Esta tesina acerca del decoro español tiene evidentemente sus matices, pero en líneas generales puede aceptarse como buena. Solemos decir educación cuando en realidad es reparo, y hablamos de timidez cuando deberíamos decir vergüenza, y no torera precisamente. Si uno no pregunta y el precio duele, la crítica suele quedarse en la mesa, que si vaya clavo, que si esto es más caro que Londres y demás topicazos. Pero casi nunca alcanza al responsable, al poseedor del derecho de admisión. Sin embargo, en ocasiones el apocado se toma un par de copas y lleva su habitual sufrimiento en silencio hasta el extremo del libro de reclamaciones. No hay término medio para el recato español.
Pudiera pensarse que el extranjero es más descarado, más honrado consigo mismo precisamente porque no está en su país, y en este va a estar sólo cuatro días, pero no es así. El español medio, el de la prudencia, cuando va al extranjero también masculla en lugar de quejarse. A no ser que la timidez vuelva a regarse con unas birras y, al no saber decir en otro idioma libro de reclamaciones, vaya directo al escándalo o a llevarse la jarra en el bolso.

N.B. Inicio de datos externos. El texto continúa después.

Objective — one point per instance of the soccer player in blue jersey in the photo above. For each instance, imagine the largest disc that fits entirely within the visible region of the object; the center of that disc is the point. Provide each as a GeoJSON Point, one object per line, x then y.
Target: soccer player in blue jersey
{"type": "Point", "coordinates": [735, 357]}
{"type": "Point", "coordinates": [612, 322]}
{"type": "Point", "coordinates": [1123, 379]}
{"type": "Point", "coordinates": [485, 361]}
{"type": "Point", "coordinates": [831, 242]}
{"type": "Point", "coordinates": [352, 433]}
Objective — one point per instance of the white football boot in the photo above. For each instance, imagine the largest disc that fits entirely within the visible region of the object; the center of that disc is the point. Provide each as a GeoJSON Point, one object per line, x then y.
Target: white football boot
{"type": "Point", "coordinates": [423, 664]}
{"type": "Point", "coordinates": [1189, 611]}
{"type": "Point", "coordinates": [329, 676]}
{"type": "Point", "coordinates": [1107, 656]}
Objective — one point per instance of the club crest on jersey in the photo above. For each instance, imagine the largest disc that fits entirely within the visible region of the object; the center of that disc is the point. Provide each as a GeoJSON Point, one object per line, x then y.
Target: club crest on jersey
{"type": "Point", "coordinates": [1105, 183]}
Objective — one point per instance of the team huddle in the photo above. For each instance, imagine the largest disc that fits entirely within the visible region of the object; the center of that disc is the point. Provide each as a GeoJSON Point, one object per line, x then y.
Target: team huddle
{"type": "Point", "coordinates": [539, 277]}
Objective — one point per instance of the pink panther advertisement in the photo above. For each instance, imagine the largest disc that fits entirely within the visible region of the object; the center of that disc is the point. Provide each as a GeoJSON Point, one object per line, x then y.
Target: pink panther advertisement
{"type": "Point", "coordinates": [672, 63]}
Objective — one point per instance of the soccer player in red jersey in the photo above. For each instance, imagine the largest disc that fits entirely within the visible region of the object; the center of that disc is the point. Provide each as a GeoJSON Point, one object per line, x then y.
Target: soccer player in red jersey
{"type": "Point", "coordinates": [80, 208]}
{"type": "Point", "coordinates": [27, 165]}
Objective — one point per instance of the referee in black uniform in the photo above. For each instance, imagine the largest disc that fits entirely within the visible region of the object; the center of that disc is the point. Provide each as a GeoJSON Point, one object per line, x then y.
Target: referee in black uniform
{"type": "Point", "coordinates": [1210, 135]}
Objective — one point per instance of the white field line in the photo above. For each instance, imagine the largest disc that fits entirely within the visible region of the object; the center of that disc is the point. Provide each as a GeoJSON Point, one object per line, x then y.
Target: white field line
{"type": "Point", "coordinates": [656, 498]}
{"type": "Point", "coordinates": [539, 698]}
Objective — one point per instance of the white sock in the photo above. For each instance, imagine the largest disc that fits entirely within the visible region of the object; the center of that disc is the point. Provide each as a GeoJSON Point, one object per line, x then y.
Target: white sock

Quizás el planteamiento esté un tanto exagerado pero se ajusta a la media de nuestra escasa prudencia. La algarabía en las barras por el precio de la consumición no es abundante en nuestros bares, en nuestros días. Quedan lejos aquellos tiempos del célebre simpa, y aunque aún haya reductos, la agudeza del encargado ha mejorado con los años.
También está el prototipo, con pocos clones, del rey del mambo. A este estereotipo de cliente no hay dios que lo pare: trata a los camareros como si fuesen sus empleados, manda a los corrales la carne si está poco hecha, muy hecha o al punto. Le da lo mismo. Hace abrir tres botellas de vino: la primera huele a corcho, la segunda está picada y la tercera puede beberse “aunque ya las vi mejores”. Curiosamente este tipo sale dando palmadas al personal y dejando buenas propinas. También suele dar positivo a los pocos kilómetros.
En contraposición, el leal y apocado cliente suele comerse el típico filete suela de zapato con patatas fritas sin hacer por dentro, el vino ardiendo y el pan de ayer. No hay queja, incluso se toma un café hirviendo y un orujo, éste para olvidar. Eso sí, se venga con una crueldad rayana en la inocencia: no deja mucha propina, pero deja, y promete para sus adentros que no volverá. Hasta mañana, claro.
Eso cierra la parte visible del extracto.